My stomach was aching from all the stress lately. So tonight, I refused to worry. I would relax, I would unwind, and I would only let the worrying start up again tomorrow.
Natalie and I were both already waiting in the entryway when a knock sounded on the door.
“Finally,” I muttered.
Natalie couldn’t keep her excitement at bay.
Mrs. Irwin opened the door and peered down her pointy nose at the man standing on the other side of the door.
“Good evening, ma’am,” he said with a Southern twang. It wasn’t one my favorite accents in the world, but he sounded friendly enough.
He entered. He looked to be in his late twenties, perhaps his early thirties, and had rich brown hair and beautiful midnight-blue eyes.

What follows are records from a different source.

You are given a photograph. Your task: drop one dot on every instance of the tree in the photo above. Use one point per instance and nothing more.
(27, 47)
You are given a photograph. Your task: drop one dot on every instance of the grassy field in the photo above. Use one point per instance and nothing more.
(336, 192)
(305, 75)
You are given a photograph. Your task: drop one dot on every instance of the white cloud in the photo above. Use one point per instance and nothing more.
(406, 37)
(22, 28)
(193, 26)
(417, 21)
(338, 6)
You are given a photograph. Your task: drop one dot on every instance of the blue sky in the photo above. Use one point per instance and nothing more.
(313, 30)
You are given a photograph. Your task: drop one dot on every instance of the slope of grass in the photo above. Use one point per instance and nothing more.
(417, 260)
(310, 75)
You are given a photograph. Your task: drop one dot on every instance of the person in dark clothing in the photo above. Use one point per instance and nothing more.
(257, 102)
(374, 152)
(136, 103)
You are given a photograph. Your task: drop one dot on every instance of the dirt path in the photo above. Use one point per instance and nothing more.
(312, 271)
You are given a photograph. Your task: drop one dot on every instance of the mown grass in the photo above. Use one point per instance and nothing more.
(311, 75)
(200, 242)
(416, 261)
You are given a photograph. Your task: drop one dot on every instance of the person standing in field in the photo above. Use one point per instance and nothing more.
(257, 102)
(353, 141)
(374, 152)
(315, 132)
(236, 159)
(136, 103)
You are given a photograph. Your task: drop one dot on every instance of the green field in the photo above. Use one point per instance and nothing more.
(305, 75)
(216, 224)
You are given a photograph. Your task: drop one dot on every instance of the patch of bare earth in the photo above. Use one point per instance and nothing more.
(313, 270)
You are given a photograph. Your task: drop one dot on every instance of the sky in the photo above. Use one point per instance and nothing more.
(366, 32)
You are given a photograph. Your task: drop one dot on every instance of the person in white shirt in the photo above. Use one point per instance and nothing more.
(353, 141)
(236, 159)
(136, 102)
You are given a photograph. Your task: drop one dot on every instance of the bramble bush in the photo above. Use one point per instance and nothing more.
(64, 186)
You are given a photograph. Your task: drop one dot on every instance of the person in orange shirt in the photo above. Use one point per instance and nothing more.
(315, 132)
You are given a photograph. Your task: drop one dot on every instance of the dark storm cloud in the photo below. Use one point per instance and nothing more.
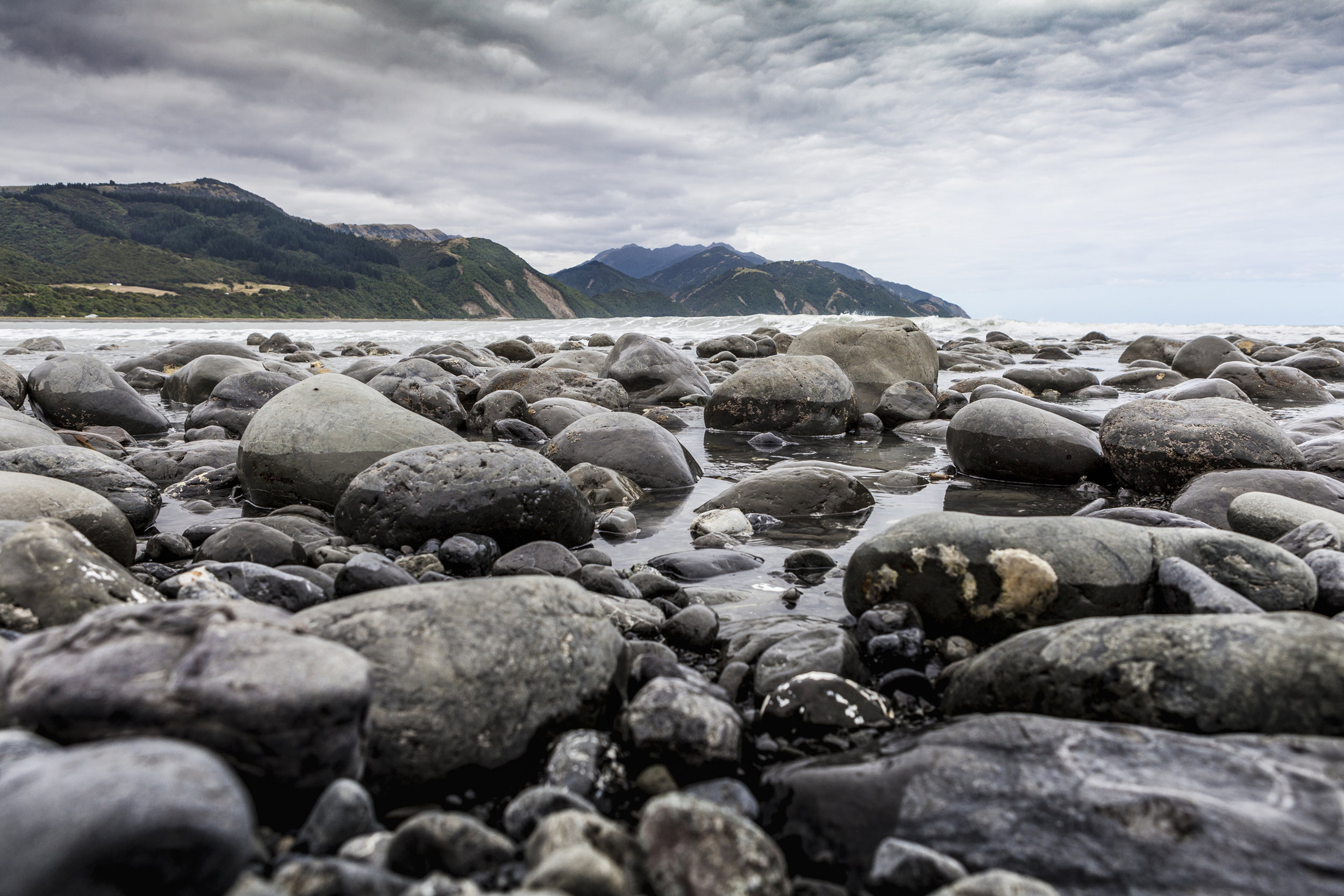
(953, 144)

“Girls,” he greeted us with a smile. I took an instant liking to him. He was so tall, I felt like a midget standing next to him.
I grabbed my jacket from the stool in the entryway and followed Natalie.
“What time will they be back?” Mrs. Irwin asked as she opened an envelope that carried papers verifying his identity.
Probably checking to see if he really was one of the Dream Casters and not some Shadow Caster who wanted to lure us away. I frowned at that strange thought, unsure why I would think that.
“Somewhere around six a.m. It’s a long night.”
“Enjoy it, girls.” Mrs. Irwin seemed satisfied with the papers; she put them back in the envelope and handed it back to the guy.
“Good evening, ma’am,” he said. Mrs. Irwin smiled, saying goodbye to both of us before closing the door.
Natalie immediately starting spewing out questions. The man and I burst out laughing when her voice picked up speed and we couldn’t make out a single word.
“Easy,” the man said. “Let’s start with introductions first, why don’t we?” He led us to an SUV and opened the door for us to get in.
There were two other people in the car, the driver and a passenger in the front seat, who was fiddling intently with a device on his lap. Neither of them said a word as our companion slipped into the back with us and shut the door.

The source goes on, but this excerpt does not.